And so here’s a happier picture. Will catch up later. Time to sail away into the world of the imagination.
October 2/17
Harvest time. In the general store I found a box of local pears, I think it is the Gring family that has the pear trees and I don’t know how they got a crop since we had about three months of drought. They are excellent, so unlike the generic pears you buy in grocery stores.
And the cotton harvest is in.
Those are called ‘loaves’ and they are big as mobile homes. Big as freight train cars.
And I got a new rug which demarcates the “music room” in one corner of my little doll house.
Am working out ‘Believe Me If All Those Endearing Young Charms” on whistle, Kim Donoho suggested it, she’s got it on guitar and asked me to learn it. Also known as “My Lodging’s On The Cold Ground”.
And just to round off this blog post here is a picture of dogs laughing at cat videos.
September 9/17 Horseshoer and eggs
Denise Lynn is my farrier and here Buck is getting new shoes. She said he is so quiet and good that she ought to pay me for the privilege of shoeing him. He’s been very quiet since Dolly died. Actually it is kind of worrisome.
And Denise brought me some green eggs from her arucana chickens. Good breakfasts!
Just read a review on Caroline Woodward’s blog of The Defiant Mind; Living Inside A Stroke by Ron Smith. It sounds good, I am going to order it.
Flooding; Houston and the coast Sept 1/17
My little town is giving and donating an amazing amount. These trailers are parked across from the general store; one left yesterday and this one is going today. People are giving hand over fist — and they are not asking for money but for flood buckets, clothing, baby formula (I have been told it is very expensive) lawn chairs, blankets tarps etc.
Some of it is going to the Houston depot and others to the coastal depot for Corpus Christi, Aransas Pass, Rockport. Aransas Pass is where it first hit, they said winds were 130 mph.
So Doug Rodger in Ontario (Canada) asked me to make up a flood bucket for him and he would reimburse me. Here it is, Doug!

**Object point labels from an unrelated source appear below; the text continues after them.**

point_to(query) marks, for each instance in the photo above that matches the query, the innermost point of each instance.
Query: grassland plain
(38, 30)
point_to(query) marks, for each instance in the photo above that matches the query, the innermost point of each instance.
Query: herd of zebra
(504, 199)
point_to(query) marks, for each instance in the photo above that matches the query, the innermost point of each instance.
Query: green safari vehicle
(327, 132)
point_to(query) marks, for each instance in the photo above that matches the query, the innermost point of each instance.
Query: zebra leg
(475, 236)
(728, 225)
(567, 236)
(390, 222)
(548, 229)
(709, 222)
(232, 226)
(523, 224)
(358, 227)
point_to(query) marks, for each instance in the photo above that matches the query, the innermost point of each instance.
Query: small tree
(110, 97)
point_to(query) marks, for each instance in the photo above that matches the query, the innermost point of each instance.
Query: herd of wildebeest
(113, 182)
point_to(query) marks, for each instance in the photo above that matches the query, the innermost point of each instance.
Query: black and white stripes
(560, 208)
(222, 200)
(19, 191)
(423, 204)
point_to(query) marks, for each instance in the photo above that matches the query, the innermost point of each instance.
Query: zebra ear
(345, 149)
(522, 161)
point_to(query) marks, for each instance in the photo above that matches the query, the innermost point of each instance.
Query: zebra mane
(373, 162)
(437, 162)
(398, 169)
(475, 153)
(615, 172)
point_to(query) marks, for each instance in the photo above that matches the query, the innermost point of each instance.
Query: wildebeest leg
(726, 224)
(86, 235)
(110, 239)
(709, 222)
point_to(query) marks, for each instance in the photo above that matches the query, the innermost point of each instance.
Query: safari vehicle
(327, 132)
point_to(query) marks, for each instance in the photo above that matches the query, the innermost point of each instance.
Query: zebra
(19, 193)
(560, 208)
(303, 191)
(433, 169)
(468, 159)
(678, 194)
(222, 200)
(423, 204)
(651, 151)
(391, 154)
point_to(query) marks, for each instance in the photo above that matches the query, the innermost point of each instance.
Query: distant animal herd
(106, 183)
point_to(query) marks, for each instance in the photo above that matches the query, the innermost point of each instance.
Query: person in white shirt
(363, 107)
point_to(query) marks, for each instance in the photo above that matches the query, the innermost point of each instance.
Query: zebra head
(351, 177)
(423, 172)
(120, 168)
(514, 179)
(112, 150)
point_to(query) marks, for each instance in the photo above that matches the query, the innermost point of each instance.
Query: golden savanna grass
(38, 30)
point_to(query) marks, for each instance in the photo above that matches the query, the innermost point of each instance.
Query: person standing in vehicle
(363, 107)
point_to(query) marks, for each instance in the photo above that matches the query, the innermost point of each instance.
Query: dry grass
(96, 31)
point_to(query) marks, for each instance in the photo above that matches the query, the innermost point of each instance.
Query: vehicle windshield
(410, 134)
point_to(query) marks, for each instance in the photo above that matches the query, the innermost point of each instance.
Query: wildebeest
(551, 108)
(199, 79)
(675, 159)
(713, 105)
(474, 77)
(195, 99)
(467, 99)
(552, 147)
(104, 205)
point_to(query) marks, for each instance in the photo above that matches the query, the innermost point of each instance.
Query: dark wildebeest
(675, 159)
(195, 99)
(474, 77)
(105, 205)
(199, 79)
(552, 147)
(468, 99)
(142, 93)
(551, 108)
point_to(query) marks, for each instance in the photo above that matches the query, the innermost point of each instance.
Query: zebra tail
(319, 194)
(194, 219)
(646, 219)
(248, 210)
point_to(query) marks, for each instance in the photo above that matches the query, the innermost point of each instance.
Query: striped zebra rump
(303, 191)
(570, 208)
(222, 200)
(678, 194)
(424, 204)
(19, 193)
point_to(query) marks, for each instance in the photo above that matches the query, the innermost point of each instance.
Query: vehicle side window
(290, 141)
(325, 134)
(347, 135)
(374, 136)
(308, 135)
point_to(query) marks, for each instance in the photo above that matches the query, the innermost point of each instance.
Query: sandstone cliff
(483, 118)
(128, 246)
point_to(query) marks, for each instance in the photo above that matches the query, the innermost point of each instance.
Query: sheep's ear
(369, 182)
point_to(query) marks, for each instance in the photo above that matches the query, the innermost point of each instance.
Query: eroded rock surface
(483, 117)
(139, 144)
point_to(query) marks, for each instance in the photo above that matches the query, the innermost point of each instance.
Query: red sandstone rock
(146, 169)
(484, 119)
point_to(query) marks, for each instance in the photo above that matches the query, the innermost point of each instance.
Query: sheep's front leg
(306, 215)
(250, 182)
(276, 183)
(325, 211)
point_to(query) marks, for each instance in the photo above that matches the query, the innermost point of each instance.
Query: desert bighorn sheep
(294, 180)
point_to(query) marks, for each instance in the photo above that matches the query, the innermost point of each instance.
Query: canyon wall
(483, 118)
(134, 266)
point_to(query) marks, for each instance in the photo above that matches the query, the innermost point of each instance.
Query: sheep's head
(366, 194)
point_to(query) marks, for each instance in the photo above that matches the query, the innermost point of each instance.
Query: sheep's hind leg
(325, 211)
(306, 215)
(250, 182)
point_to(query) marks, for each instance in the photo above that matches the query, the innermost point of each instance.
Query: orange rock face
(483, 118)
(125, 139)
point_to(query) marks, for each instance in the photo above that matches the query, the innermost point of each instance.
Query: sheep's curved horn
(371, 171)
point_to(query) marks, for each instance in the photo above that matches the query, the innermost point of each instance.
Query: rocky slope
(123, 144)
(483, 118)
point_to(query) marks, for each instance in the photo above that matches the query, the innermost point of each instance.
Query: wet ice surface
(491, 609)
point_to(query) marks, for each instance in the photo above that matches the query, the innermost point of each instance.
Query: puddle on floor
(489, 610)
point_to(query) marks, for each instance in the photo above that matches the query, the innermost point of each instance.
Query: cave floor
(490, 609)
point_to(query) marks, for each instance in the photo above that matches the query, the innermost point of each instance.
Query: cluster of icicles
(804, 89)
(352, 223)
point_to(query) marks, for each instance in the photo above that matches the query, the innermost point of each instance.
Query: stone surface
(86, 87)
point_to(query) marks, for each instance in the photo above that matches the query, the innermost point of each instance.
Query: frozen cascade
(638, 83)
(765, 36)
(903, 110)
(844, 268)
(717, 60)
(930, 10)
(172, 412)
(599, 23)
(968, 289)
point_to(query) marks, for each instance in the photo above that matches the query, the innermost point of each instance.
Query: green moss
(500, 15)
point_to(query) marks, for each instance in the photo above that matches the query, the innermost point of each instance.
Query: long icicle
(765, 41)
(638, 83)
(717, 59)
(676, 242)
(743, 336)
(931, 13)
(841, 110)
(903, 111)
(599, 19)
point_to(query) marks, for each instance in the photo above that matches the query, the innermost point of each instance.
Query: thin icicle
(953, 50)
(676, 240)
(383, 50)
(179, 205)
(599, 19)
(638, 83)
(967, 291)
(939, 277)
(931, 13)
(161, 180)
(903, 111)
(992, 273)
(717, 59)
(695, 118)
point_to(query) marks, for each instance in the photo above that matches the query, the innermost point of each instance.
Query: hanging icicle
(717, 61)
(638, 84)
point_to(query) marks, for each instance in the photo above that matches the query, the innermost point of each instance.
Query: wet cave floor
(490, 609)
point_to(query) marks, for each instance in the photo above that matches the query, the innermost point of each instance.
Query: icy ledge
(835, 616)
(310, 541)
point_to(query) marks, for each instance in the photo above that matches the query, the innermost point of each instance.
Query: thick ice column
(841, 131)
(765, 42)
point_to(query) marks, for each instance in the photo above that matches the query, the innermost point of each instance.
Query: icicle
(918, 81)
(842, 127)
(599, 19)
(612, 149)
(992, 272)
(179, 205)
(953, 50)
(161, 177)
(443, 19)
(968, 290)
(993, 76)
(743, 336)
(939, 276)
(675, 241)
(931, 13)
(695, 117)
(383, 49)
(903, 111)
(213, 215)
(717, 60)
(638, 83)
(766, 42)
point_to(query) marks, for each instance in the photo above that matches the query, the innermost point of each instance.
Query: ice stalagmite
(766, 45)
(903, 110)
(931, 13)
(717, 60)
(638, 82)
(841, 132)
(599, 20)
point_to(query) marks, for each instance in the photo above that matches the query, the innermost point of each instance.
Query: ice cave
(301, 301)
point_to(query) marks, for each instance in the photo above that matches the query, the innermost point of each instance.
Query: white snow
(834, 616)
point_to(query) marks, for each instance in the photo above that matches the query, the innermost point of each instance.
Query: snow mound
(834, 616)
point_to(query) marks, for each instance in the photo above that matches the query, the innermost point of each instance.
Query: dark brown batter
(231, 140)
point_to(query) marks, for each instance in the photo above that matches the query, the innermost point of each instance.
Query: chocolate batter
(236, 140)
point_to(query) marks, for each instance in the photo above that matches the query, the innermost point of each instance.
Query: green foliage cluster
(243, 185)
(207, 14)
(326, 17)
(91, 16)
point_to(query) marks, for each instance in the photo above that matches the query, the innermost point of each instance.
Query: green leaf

This trailer load went to Houston.
I went into Bandera (30 miles away) for dental work and while there went to True-Value to buy stuff for the flood bucket and got a message on my phone to fill up with gas, as the one gas station in our little town was going empty. So I pulled into long lines of cars in Bandera also filling up. I guess they all got text messages too. A woman in front of me at the pump, driving an ancient looked like a 1957 chevy pickup totally rusted came back to me and said they only had premium, “Don’t hit the regular, it messes up your card”. then she wrote on a piece of paper and taped it to the pump “Premium only” to warn people. Afterwards I went into the store and a sign said CASH ONLY; everything was down, the internet, phone lines and wifi. Interesting. Like some kind of post-apocalypse novel. I still don’t have wifi here at the house. Everything else is working.
Texas National Guard convoy truck, an M1078, flooded its engine and was pulled out by a Monster Truck. This was Houston.
I got an email from somebody I know in England and he was sneering at Melania Trumps’ shoes and her FLOTUS hat. Not fifteen minutes before I opened my email to read this, I heard on radio that two grandparents and four great-grandchildren had drowned in their car trying to get out of Houston. Pulled them out dead. I guess we all have different priorities in terms of what we pay attention to.